When life gives you lemons, and all that.
Spelt and poppy seed soda bread with homemade lemon curd (serves 1 person with SAD):
For the bread (makes 1 large loaf):
- 100g rolled or porridge oats
- 300g spelt flour
- 200g white or wholemeal plain flour
- 1 tsp salt
- 1 tsp bicarbonate of soda
- 30g cold butter, cubed
- 100g poppy seeds (reserve 1 tbsp for sprinkling)
- 500ml buttermilk, sour milk, or runny yoghurt (or a mixture of all the above)
Pre-heat the oven to 190C. Put the oats, flours, salt and bicarb in a large mixing bowl. Rub the butter into the flour with your hands until the mixture resembles fine breadcrumbs. Stir in the poppy seeds. Pour in the buttermilk/milk/yoghurt and mix to a slightly sticky, but firm, dough.
Line a baking sheet with non-stick paper. Shape the dough into a round and place in the middle of the baking sheet. Using a sharp knife, cut a deep cross in the loaf, cutting nearly all the way down (this helps it bake evenly, or lets the devil out, if you believe in Irish tradition). Sprinkle with the remaining poppy seeds.
Bake for 35 minutes, or until the bottom sounds hollow when tapped. Leave to cool on a wire rack.
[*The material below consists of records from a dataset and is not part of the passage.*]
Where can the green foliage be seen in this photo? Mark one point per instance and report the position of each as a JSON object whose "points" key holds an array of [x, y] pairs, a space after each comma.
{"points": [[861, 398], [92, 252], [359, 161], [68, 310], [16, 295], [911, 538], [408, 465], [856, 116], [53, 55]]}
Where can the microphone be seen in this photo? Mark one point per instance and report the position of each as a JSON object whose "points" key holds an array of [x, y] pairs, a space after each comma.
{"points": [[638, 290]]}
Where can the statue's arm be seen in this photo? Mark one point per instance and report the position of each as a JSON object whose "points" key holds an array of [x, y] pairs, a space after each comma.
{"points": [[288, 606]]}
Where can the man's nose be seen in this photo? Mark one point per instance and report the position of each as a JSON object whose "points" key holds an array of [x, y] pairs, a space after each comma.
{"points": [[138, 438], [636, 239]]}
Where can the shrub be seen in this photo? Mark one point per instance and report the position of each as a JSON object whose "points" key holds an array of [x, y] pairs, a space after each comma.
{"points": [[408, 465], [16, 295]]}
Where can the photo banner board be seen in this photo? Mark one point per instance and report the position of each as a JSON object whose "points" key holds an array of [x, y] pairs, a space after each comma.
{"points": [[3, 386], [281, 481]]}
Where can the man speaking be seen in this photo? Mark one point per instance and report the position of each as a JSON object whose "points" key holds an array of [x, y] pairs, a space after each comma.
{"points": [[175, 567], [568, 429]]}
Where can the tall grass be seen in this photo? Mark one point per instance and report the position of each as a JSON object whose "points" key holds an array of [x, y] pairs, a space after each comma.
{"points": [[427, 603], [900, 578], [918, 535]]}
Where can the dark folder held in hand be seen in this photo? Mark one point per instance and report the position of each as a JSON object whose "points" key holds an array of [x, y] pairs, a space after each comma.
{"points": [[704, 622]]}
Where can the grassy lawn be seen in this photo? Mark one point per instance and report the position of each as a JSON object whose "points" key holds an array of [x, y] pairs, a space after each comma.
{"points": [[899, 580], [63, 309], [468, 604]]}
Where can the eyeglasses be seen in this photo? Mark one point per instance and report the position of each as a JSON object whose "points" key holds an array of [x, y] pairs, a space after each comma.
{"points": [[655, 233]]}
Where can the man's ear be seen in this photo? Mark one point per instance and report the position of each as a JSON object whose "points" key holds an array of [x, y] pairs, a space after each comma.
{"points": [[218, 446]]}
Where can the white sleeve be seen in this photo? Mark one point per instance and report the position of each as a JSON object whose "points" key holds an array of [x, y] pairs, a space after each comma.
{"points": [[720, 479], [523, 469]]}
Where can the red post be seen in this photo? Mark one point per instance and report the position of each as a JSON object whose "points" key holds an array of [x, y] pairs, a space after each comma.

Eat warm or toasted.
For the curd (makes 2 x 250g jars):
- Zest and juice of 4 large lemons
- 170g golden caster sugar
- 100g cold butter, cubed
- 3 large eggs and 1 egg yolk
Put the lemon juice, zest, sugar and butter in a large heatproof mixing bowl. Put on top of a pan of simmering water (don’t let the bottom of the bowl touch the water). Whisk the mixture gently as it heats up, until the butter has melted.
Whisk the eggs and egg yolk briefly, then add to the mixture in the bowl. Cook for around 15-20 minutes over a medium heat, whisking frequently, until the curd thickens and leaves ribbons when you remove the whisk from it. Remove the bowl from the pan and leave to cool, whisking occasionally, until lukewarm. Pot in sterilized jars. It will keep in the fridge for a week or so, but also freezes very well (unlike me).